The better-secured tools (like Claude Code) are significantly harder to extract from, but nothing is provably impossible given a determined adversary and enough interaction budget.
What This Means for the Industry
The existence and popularity of this repo signals something important: system prompts are not a competitive moat.
Any prompt-based differentiation is inherently reversible. The actual moat is:
- The quality and speed of the underlying model
- The UX and tooling around the AI
- Proprietary fine-tuning or RLHF
- Integration depth with IDEs, browsers, and services
Companies that have invested in deep integrations (Cursor's codebase indexing, Devin's sandbox environment, Claude Code's permissions system) are more defensible than those relying primarily on clever prompting.

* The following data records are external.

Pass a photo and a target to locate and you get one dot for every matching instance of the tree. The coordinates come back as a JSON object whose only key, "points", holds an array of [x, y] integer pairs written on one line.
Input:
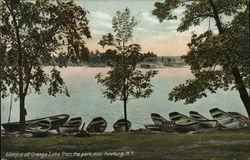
{"points": [[218, 60], [124, 81], [33, 34]]}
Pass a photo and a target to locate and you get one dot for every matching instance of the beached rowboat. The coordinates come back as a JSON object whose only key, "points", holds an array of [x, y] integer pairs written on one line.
{"points": [[120, 125], [157, 119], [39, 128], [56, 121], [204, 123], [183, 123], [98, 124], [227, 120], [71, 126]]}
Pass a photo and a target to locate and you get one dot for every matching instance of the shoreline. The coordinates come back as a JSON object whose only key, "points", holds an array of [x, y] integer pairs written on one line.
{"points": [[233, 144]]}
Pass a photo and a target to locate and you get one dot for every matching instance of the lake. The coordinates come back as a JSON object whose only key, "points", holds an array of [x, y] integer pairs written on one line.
{"points": [[87, 100]]}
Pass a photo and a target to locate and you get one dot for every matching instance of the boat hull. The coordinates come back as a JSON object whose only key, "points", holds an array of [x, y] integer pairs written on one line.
{"points": [[39, 129], [64, 130], [56, 121], [120, 125], [97, 125], [187, 127], [152, 127], [71, 126]]}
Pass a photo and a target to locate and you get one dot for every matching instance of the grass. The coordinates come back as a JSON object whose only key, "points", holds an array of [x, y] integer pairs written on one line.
{"points": [[219, 145]]}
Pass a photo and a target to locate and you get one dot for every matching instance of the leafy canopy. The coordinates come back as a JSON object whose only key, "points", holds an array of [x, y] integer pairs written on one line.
{"points": [[124, 81], [33, 33], [212, 56]]}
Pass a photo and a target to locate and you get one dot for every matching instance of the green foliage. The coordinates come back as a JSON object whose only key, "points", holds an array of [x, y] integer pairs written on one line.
{"points": [[40, 33], [124, 81], [213, 57]]}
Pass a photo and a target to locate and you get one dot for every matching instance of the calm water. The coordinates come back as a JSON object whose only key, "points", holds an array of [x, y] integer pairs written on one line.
{"points": [[88, 102]]}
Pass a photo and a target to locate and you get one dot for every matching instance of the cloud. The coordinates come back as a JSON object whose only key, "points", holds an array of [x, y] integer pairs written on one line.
{"points": [[145, 16], [141, 29], [105, 24], [98, 32], [101, 15]]}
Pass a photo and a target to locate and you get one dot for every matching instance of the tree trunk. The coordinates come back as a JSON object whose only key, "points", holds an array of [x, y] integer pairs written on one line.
{"points": [[235, 71], [125, 113], [22, 113], [20, 71], [242, 89]]}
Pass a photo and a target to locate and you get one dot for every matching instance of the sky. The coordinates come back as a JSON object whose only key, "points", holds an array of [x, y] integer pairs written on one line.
{"points": [[160, 38]]}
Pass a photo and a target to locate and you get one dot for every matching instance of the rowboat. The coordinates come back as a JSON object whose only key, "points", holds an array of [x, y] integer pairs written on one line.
{"points": [[56, 121], [97, 125], [39, 128], [204, 123], [227, 120], [120, 125], [157, 119], [152, 127], [241, 117], [71, 126], [183, 123]]}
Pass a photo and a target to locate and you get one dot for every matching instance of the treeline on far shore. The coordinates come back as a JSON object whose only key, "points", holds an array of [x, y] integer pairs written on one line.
{"points": [[149, 60]]}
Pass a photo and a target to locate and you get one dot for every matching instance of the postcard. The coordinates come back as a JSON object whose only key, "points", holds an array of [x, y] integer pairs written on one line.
{"points": [[124, 80]]}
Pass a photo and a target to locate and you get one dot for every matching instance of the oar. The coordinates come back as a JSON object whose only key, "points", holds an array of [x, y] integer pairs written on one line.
{"points": [[11, 98], [82, 127]]}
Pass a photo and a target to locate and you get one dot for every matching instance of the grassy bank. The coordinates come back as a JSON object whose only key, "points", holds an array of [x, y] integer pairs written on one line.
{"points": [[218, 145]]}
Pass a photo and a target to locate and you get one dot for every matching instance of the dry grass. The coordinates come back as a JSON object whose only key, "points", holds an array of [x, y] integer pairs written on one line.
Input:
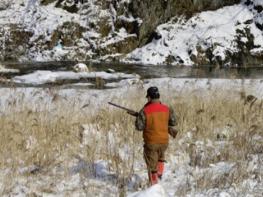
{"points": [[45, 138]]}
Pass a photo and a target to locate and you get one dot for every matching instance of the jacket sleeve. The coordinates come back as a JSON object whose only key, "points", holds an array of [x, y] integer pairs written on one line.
{"points": [[172, 118], [140, 121]]}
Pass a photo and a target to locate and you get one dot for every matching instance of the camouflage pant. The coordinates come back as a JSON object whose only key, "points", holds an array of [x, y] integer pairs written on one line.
{"points": [[154, 153]]}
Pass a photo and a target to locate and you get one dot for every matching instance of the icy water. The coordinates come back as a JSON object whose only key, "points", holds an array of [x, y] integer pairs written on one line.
{"points": [[145, 71]]}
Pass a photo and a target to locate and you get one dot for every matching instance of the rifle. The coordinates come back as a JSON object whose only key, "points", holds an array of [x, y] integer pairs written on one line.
{"points": [[129, 111]]}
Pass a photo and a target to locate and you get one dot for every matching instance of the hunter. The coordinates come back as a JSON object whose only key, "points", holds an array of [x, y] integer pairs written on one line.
{"points": [[154, 120]]}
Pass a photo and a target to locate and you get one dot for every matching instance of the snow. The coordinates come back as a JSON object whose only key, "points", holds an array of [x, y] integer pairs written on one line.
{"points": [[180, 39], [43, 77], [178, 177], [3, 69], [154, 191]]}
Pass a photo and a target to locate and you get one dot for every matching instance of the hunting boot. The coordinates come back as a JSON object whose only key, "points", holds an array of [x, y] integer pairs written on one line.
{"points": [[153, 177], [160, 168]]}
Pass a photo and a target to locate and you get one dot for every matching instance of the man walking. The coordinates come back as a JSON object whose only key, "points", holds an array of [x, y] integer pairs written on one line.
{"points": [[154, 120]]}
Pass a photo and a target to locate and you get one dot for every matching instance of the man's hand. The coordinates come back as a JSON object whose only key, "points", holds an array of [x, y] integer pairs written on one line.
{"points": [[133, 113], [172, 131]]}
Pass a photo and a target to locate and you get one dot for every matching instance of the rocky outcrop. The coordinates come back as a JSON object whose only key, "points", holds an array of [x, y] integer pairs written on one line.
{"points": [[155, 12], [14, 43]]}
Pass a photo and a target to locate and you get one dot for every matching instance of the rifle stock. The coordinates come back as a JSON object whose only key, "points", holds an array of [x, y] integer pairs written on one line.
{"points": [[129, 111]]}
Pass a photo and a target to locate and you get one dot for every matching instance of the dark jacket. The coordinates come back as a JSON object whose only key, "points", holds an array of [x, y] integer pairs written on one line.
{"points": [[154, 120]]}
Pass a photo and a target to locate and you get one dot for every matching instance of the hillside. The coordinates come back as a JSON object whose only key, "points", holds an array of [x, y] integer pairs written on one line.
{"points": [[198, 32]]}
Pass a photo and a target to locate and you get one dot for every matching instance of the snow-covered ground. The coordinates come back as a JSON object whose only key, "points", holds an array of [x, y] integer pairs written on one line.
{"points": [[208, 37], [181, 38], [71, 175]]}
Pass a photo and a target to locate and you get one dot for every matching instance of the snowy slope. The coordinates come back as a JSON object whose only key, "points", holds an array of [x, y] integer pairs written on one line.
{"points": [[182, 41], [102, 30]]}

The Open Source Counter-Movement
Perhaps most interesting is the repo's "Open Source prompts" directory—a collection of prompts that developers and companies have intentionally published. This represents a different philosophy: transparency as a feature, not a vulnerability.
Some developers argue that open-sourcing your system prompt builds user trust, enables community improvement, and removes the false sense of security that comes with treating a text prompt as a secret.
Takeaways
| If you are... | What this means for you |
|---|---|
| A developer | Study these prompts — they're the best prompt engineering examples available |
| An AI product builder | Don't rely on system prompt secrecy for competitive advantage |
| A security engineer | Test your AI systems for prompt extraction before attackers do |
| A curious technologist | This repo is the most honest look at how AI products actually work |
The 140,000 developers who've starred this repo aren't doing it to cause trouble. They're doing it because understanding how these tools work—at the instruction level—makes them better builders.
The prompts are out there. The question is what you do with the information.